Critical assessment — strengths and lingering questions
The redesign is a clear, pragmatic response to user feedback and scores highly on practical usability improvements. Putting All apps on the main surface and adding three user‑selectable views addresses long‑standing complaints about discoverability and extra clicks. The explicit toggles to disable Recommended are a welcome concession to power users and privacy‑minded people. These are concrete, measurable wins.However, several open questions remain:
- Will Category grouping become user‑customizable, or will it remain fully automated? Early preview notes indicate grouping logic is system‑driven today, which may not satisfy users who want deterministic layouts.
- How broadly will Phone Link and Copilot integration be available by region and hardware? Microsoft has signaled region and hardware gating for several features — enterprises must map those constraints to their fleets.
- How tightly will Microsoft couple future Start innovations to on‑device AI hardware and paid entitlements?

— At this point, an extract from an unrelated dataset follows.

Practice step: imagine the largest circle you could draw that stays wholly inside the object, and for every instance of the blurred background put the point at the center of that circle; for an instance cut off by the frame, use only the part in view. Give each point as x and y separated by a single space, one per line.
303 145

Some adjacent features in the same preview are clearly license/hardware bound; if Start begins to rely on those capabilities, it could fragment user experiences.
Conclusion
Microsoft’s latest Windows 11 preview delivers the most substantive Start menu overhaul since the OS launched: a single, scrollable Start surface that surfaces the full All apps list, three viewing modes tailored to different discovery styles, and explicit toggles to remove Recommended content. These changes are pragmatic, directly addressing long‑standing user complaints about discoverability and control.For enthusiasts and solo power users the new Start is an immediate usability gain; for organizations, the package is best treated as a preview to pilot, validate and only broadly deploy after confirming stability and policy interactions. Users who prefer a minimal or deterministic Start experience can already achieve it via the new toggles and view selection, while those who want the update immediately can install the optional KB preview but should expect staged activation.
Overall, the redesign is a sensible course correction that balances modern launcher convenience with real user control — a combination that should satisfy many long‑standing Start menu critics while offering administrators a clear path to cautious adoption.